As for the kids, the ones I see seem perfectly able to acquire cell phones, $100 sneakers and, in some cases, pot or other controlled substances. The beauty of the typical adolescent economy is that it consists of completely discretionary income. Absent dependents -- including their selves -- teens are free to spend their cash as they choose. If smoking is deemed to be fashionable, they'll simply absorb the extra 50-cent hit and get back to the urgent task of loitering around the mall.
I sense at the core of Missouri's reluctance to hike cigarette taxes a basic sense of fairness and a respect for personal liberty. After all, only 24 percent of eligible voters smoke and it took over twice that number to defeat the last two ballot initiatives.
I suspect that many opponents feel that if cigarettes are legal and adults choose to use them, the government has no role in that private decision.
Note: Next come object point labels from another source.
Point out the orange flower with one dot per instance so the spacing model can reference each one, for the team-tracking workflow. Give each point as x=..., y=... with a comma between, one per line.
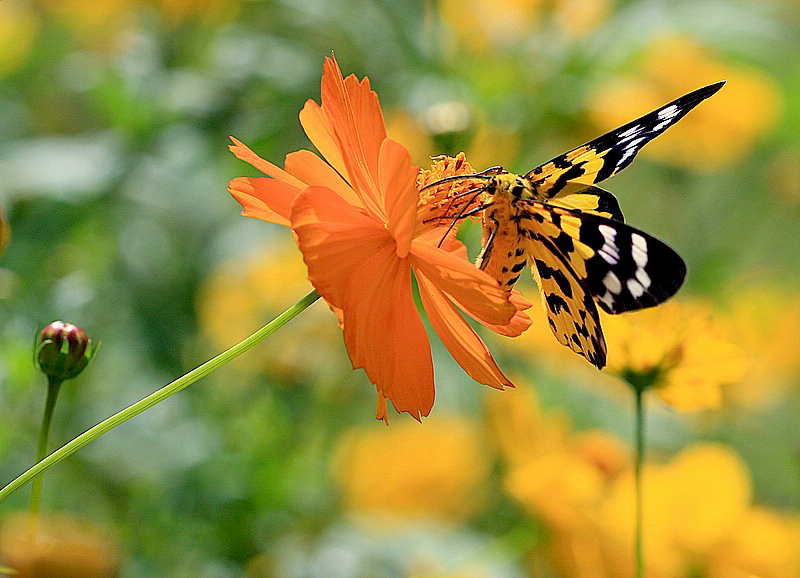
x=357, y=222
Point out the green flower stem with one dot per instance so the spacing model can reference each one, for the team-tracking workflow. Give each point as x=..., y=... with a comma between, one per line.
x=53, y=387
x=157, y=397
x=637, y=469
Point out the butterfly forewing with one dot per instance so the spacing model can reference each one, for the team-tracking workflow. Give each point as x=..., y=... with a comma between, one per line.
x=589, y=199
x=610, y=153
x=571, y=310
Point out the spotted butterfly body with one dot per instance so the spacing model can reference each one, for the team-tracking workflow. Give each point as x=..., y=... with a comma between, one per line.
x=573, y=235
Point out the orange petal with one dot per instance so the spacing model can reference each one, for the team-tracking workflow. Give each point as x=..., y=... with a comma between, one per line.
x=398, y=182
x=357, y=120
x=322, y=135
x=264, y=198
x=311, y=169
x=335, y=238
x=519, y=323
x=475, y=291
x=461, y=341
x=385, y=335
x=243, y=153
x=352, y=261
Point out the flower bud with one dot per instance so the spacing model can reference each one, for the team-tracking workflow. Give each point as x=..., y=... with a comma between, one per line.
x=63, y=350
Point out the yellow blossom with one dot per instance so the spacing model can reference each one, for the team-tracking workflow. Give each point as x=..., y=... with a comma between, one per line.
x=18, y=31
x=408, y=471
x=711, y=137
x=692, y=505
x=557, y=474
x=763, y=544
x=679, y=350
x=241, y=294
x=94, y=22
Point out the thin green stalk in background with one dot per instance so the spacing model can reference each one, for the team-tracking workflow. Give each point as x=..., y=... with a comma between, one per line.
x=53, y=387
x=637, y=469
x=157, y=397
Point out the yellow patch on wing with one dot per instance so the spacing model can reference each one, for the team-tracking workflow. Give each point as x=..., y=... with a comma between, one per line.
x=571, y=311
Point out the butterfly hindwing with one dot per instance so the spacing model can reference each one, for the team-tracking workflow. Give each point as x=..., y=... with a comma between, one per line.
x=623, y=268
x=610, y=153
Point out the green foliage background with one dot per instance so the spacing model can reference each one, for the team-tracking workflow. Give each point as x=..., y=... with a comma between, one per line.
x=113, y=174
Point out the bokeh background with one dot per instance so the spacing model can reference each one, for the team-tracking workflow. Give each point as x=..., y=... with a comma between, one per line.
x=114, y=125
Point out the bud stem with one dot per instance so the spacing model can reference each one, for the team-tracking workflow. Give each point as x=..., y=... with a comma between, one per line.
x=157, y=397
x=53, y=387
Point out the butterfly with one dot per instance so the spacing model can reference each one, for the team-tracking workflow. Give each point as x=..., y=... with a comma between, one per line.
x=573, y=234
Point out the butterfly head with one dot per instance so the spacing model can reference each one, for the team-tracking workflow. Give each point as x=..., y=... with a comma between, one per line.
x=511, y=187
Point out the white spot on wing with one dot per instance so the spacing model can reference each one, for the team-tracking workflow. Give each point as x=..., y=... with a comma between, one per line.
x=608, y=299
x=612, y=283
x=668, y=112
x=635, y=288
x=609, y=251
x=639, y=249
x=643, y=278
x=634, y=130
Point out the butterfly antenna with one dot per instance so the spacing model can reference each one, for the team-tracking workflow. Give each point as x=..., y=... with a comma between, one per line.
x=455, y=178
x=462, y=213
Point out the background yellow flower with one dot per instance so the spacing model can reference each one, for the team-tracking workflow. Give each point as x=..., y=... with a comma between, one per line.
x=712, y=137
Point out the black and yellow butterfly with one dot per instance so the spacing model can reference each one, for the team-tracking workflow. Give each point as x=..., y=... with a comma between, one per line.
x=573, y=234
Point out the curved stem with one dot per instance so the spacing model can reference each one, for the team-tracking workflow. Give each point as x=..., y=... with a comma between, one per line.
x=53, y=387
x=638, y=459
x=157, y=397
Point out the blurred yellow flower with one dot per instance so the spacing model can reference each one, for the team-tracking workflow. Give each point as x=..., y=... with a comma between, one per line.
x=763, y=544
x=679, y=350
x=18, y=31
x=682, y=349
x=411, y=471
x=698, y=520
x=711, y=137
x=94, y=22
x=783, y=176
x=557, y=474
x=480, y=26
x=242, y=294
x=765, y=319
x=63, y=547
x=204, y=11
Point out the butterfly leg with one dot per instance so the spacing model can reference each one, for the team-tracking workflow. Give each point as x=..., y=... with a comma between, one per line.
x=483, y=258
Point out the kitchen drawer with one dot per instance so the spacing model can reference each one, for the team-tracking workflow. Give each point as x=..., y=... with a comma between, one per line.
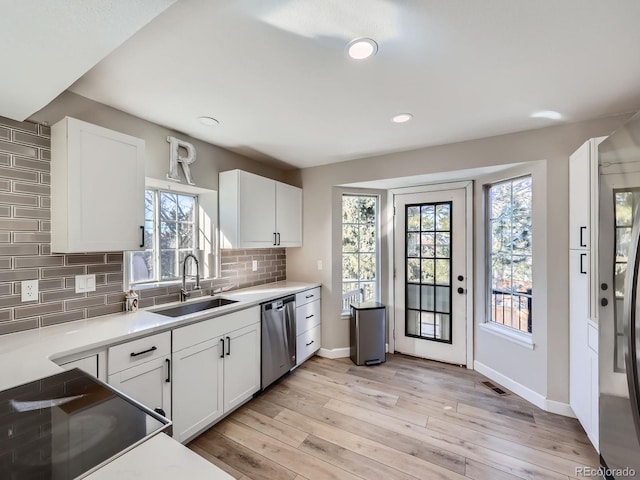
x=138, y=351
x=190, y=335
x=307, y=316
x=307, y=344
x=307, y=296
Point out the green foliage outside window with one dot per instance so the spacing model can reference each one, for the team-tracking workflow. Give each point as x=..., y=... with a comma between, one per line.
x=359, y=245
x=510, y=253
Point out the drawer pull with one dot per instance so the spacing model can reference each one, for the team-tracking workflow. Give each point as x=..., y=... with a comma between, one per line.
x=152, y=349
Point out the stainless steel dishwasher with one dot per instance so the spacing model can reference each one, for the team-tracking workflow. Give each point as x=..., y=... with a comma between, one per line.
x=278, y=339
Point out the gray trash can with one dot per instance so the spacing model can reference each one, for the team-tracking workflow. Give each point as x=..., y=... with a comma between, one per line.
x=368, y=333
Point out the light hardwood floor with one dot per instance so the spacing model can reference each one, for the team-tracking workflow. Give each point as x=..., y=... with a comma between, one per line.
x=405, y=419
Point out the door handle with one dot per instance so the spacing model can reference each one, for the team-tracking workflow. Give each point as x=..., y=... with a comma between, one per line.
x=582, y=230
x=630, y=309
x=582, y=257
x=135, y=354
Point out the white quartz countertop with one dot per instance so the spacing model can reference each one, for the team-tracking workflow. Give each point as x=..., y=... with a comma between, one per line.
x=160, y=458
x=31, y=355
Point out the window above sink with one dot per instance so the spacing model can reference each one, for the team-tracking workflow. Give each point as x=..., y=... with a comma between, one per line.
x=179, y=219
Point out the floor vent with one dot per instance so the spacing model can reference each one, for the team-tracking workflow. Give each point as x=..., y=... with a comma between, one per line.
x=495, y=388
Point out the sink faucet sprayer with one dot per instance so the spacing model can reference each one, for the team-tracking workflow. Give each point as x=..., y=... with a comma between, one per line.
x=183, y=292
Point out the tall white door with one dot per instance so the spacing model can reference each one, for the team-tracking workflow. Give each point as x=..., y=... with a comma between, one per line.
x=430, y=275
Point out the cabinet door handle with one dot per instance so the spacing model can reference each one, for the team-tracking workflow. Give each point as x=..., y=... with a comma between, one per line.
x=152, y=349
x=582, y=230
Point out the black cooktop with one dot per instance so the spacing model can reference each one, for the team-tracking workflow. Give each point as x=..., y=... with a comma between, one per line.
x=64, y=426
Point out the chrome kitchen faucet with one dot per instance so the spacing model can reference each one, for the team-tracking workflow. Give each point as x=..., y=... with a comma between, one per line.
x=183, y=291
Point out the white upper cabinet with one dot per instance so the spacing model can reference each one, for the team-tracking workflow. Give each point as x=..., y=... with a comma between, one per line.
x=580, y=197
x=97, y=188
x=258, y=212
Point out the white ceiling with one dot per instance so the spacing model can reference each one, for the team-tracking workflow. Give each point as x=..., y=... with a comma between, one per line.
x=46, y=45
x=276, y=76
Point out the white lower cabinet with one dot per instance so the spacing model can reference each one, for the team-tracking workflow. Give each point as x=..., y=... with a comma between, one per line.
x=148, y=383
x=241, y=365
x=308, y=321
x=197, y=388
x=216, y=368
x=141, y=369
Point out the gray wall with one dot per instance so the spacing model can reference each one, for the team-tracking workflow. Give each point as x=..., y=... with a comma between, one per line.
x=210, y=158
x=25, y=226
x=547, y=370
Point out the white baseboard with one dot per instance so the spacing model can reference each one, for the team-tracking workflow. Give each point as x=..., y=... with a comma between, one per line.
x=344, y=352
x=335, y=352
x=525, y=392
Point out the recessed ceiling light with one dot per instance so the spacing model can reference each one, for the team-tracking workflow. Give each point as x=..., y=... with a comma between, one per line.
x=362, y=48
x=208, y=121
x=550, y=114
x=402, y=118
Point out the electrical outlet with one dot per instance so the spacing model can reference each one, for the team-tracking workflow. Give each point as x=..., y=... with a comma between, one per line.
x=85, y=283
x=29, y=290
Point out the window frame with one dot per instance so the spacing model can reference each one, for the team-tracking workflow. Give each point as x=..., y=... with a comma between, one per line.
x=489, y=321
x=377, y=245
x=157, y=191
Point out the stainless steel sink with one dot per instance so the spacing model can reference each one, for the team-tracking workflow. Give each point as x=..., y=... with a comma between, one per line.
x=194, y=307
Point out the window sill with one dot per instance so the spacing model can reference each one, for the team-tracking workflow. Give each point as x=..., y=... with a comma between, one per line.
x=523, y=339
x=166, y=283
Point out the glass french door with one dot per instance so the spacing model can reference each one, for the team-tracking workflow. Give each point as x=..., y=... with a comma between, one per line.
x=430, y=284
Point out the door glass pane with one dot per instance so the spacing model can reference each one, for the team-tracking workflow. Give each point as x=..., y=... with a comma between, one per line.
x=427, y=249
x=428, y=235
x=443, y=326
x=412, y=245
x=625, y=205
x=443, y=299
x=412, y=328
x=428, y=297
x=413, y=219
x=413, y=297
x=427, y=325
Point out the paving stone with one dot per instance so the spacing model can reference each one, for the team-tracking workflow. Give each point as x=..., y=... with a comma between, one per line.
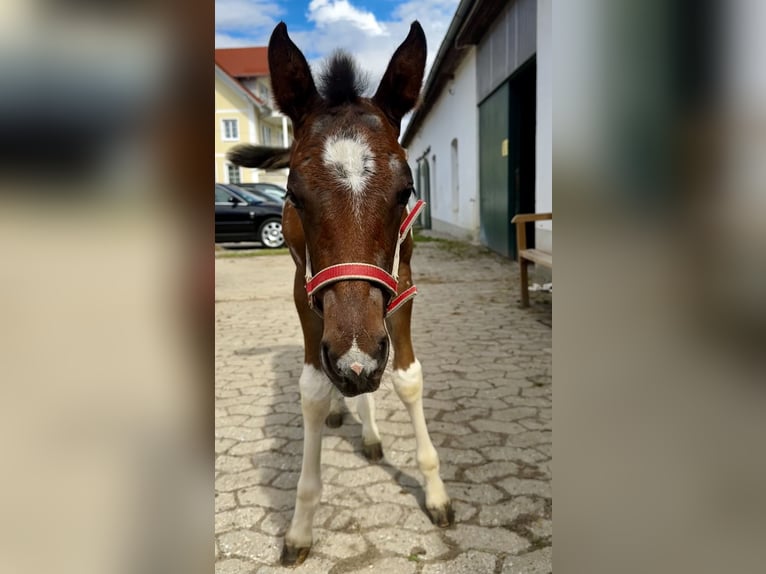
x=488, y=472
x=467, y=563
x=234, y=566
x=537, y=562
x=267, y=497
x=232, y=463
x=235, y=481
x=381, y=514
x=505, y=513
x=476, y=493
x=238, y=518
x=369, y=474
x=388, y=566
x=249, y=544
x=313, y=565
x=338, y=544
x=486, y=538
x=404, y=543
x=224, y=501
x=516, y=486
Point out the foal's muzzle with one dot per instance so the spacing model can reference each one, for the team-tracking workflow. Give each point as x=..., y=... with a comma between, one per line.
x=351, y=376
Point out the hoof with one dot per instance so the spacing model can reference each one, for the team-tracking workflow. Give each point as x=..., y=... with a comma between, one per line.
x=443, y=517
x=292, y=555
x=334, y=420
x=373, y=452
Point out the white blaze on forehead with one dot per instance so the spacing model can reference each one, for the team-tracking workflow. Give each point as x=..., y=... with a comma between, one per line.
x=351, y=159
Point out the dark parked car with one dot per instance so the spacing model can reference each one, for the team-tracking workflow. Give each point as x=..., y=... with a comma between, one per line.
x=271, y=189
x=242, y=215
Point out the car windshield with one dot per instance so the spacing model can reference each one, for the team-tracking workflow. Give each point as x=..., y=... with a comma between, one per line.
x=251, y=196
x=274, y=194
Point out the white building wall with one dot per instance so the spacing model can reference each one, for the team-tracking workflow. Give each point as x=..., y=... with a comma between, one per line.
x=453, y=116
x=544, y=137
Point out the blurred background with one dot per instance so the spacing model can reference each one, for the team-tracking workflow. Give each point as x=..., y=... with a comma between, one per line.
x=660, y=315
x=106, y=286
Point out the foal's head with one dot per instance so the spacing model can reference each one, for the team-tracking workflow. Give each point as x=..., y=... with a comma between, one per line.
x=348, y=186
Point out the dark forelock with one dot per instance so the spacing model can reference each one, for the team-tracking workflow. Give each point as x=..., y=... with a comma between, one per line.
x=341, y=80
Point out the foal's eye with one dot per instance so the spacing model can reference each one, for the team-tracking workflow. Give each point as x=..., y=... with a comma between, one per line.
x=404, y=196
x=290, y=196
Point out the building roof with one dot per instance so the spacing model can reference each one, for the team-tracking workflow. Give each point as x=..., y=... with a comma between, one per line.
x=471, y=21
x=243, y=62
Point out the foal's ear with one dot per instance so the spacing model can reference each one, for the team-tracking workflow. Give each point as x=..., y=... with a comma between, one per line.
x=291, y=81
x=399, y=89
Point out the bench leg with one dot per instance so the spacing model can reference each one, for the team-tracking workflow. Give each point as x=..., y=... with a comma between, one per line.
x=524, y=282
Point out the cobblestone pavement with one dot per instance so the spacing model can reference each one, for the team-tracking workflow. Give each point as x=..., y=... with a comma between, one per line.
x=487, y=389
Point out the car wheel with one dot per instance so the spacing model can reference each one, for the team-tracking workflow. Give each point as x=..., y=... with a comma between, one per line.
x=270, y=233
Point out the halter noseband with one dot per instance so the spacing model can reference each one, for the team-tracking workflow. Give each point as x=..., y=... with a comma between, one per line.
x=366, y=271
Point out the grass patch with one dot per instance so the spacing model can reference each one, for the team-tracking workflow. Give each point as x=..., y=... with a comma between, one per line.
x=226, y=254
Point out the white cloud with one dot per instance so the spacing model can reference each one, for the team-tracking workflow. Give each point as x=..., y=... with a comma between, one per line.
x=246, y=16
x=358, y=34
x=325, y=12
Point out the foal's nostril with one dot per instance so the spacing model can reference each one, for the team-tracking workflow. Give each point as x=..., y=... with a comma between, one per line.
x=383, y=350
Hospitals, libraries and prisons are all socially useful institutions, but it's unfair to fund them on the backs of an addicted -- but law abiding -- minority.
Yet, if a commodity is trading everywhere else at a higher market price, it makes sense to adjust the local cost range in that direction to garner desperately needed public funds.
As of this writing, cigarettes remain a bargain in Missouri. Given the nature of the product and the risks at play, that's a Devil's bargain for sure...
M.W. Guzy is a retired St. Louis cop who currently works for the city Sheriff's Department. His column appears weekly in the Beacon.